[Intel-wired-lan] [PATCH net-next v3 6/8] igc: Add support for tuning frame preemption via ethtool

Fri Jan 29 23:16:05 UTC 2021

On Fri, Jan 29, 2021 at 01:27:28PM -0800, Vinicius Costa Gomes wrote:
> >> +static int igc_ethtool_set_preempt(struct net_device *netdev,
> >> +				   struct ethtool_fp *fpcmd,
> >> +				   struct netlink_ext_ack *extack)
> >> +{
> >> +	struct igc_adapter *adapter = netdev_priv(netdev);
> >> +	int i;
> >> +
> >> +	if (fpcmd->add_frag_size < 68 || fpcmd->add_frag_size > 260) {
> >> +		NL_SET_ERR_MSG_MOD(extack, "Invalid value for add-frag-size");
> >> +		return -EINVAL;
> >> +	}
> >
> > This check should belong in ethtool, since there's nothing unusual about
> > this supported range.
> >
> > Also, I believe that Jakub requested the min-frag-size to be passed as
> > 0, 1, 2, 3 as the standard specifies it, and not its multiplied
> > version?
> 
> Later, Michal Kubechek suggested using the multiplied value, to be
> future proof and less dependent on some specific standard version.

Imagine you're adding frame preemption to some LLDP agent and you want
to pass that data to the kernel.

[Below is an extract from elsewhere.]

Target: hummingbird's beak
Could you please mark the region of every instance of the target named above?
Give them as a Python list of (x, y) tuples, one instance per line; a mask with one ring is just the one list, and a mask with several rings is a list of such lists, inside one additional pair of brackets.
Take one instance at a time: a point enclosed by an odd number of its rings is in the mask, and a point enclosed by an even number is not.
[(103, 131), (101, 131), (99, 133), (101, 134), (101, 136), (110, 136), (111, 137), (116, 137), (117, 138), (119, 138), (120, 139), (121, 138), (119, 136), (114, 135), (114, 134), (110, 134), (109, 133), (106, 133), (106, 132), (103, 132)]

Case (a) you read the value as {0, 1,
2, 3} and you pass it to the kernel as {0, 1, 2, 3}. Case (b) you read
the value as {0, 1, 2, 3}, you prove to the kernel that you're a smart
boy and you know the times 64 multiplication table minus 4, and if you
pass the exam, the kernel calls ethtool_frag_size_to_mult again, to
retrieve the {0, 1, 2, 3} form which it'll use to program the hardware
with (oh and btw, ethtool_frag_size_to_mult allows any value to be
passed in, so it tricks users into thinking that any other value except
60, 124, 188, 252 might have a different effect, cause them to wonder
what is 123 even rounded to, etc).
And halfway through writing the user space code for case (b), you're
thinking "good thing I'm making this LLDP TLV more future-proof by
multiplying it with 64..."

Also, so shady this specific standard called IEEE 802.3-2018.....
Frame preemption is past draft status, it's safe to say it won't change
in backwards-incompatible ways, this isn't Python. If anything, we'll
give them another reason not to.

> >> +	adapter->frame_preemption_active = fpcmd->enabled;
> >> +	adapter->add_frag_size = fpcmd->add_frag_size;
> >> +
> >> +	if (!adapter->frame_preemption_active)
> >> +		goto done;
> >> +
> >> +	/* Enabling frame preemption requires TSN mode to be enabled,
> >> +	 * which requires a schedule to be active. So, if there isn't
> >> +	 * a schedule already configured, configure a simple one, with
> >> +	 * all queues open, with 1ms cycle time.
> >> +	 */
> >> +	if (adapter->base_time)
> >> +		goto done;
> >
> > Unless I'm missing something, you are interpreting an adapter->base_time
> > value of zero as "no Qbv schedule on port", as if it was invalid to have
> > a base-time of zero, which it isn't.
> 
> This HW has specific limitations, it doesn't allow a base_time in the
> past. So a base_time of zero can be used to signify "No Qbv".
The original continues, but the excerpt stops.